Attendre les élections n’est pas la bonne idée
Les directions syndicales n’avaient aucun projet en ce sens et se sont, à quelques exceptions près, concentrées sur la manière de faire atterrir le mouvement. Les appels en faveur d’une fiscalité plus équitable ont commencé à occuper le devant de la scène, mais sont restés vagues. Cela a permis au gouvernement de proposer un «tax shift», mais qui fut finalement un virage fiscal adapté aux exigences des grandes entreprises. Un accord interprofessionnel prévoyant une norme salariale de 0,8%, bien que très modeste, a obtenu une courte majorité au sein du conseil de la CSC, grâce à diverses manoeuvres.
Des actions ont encore eu lieu dans certains secteurs tandis qu’en guise de nouveau « plan d’action », une série d’actions modestes et symboliques a été proposée. Cela a fait le lit d’une large démoralisation, qui a permis au gouvernement de se redresser. Le potentiel de combativité n’a pas été éliminé pour autant: en octobre de la même année, une manifestation organisée à l’occasion du premier anniversaire du gouvernement Michel a encore rassemblé entre 80.000 et 100.000 personnes. Sans mots d’ordre clairs malheureusement. En 2018, la tentative d’imposer un système de pension à points a directement été enterrée grâce à un sursaut de nouvelles protestations syndicales.
Entre-temps, les directions syndicales ont de plus en plus soutenu qu’il était nécessaire d’attendre les prochaines élections pour présenter la note aux partis de la coalition suédoise. Ces derniers ont effectivement été sanctionnés en 2019. Les thèmes sociaux étaient présents lors des élections, ce qui a conduit à la première percée nationale du PTB. Cependant, le recul du mouvement a particulièrement permis à l’extrême droite de capitaliser sur le mécontentement en Flandre, entraînant un retour spectaculaire du Vlaams Belang.
Leçons d’hier pour aujourd’hui
Malgré les attaques visant le droit à l’action collective, y compris le droit de grève, ainsi que les défaites subies, comme chez Delhaize ou Audi Brussels, la force organisationnelle des syndicats demeure intacte. Les manifestations du 13 janvier et du 7 novembre (dans les secteurs public et non-marchand) ont révélé le potentiel d’un nouvel élan de la lutte. Un plan d’action est essentiel et pourrait également engendrer d’autres dynamiques, le lien avec la protestation contre le génocide en Palestine étant ici manifeste.

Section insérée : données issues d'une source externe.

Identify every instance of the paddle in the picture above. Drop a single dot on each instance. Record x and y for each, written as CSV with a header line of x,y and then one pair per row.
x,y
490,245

Des assemblées du personnel et des réunions militantes sont indispensables pour permettre à la base de contrôler la manière dont les actions se poursuivent, y compris comment et quand elles sont arrêtées. L’engagement actif constitue également la meilleure réponse aux tentatives de division. En affinant et en précisant nos revendications, nous pouvons éviter que nos préoccupations ne soient placées sur une voie de garage comme cela s’est produit avec le «tax shift» de 2015.
Le mouvement de 2014 n’a pas réussi à mettre fin aux attaques, mais il a réussi à ébranler un gouvernement de droite provocateur. Cela offre un aperçu de ce qui est possible pour une classe travailleuse en mouvement.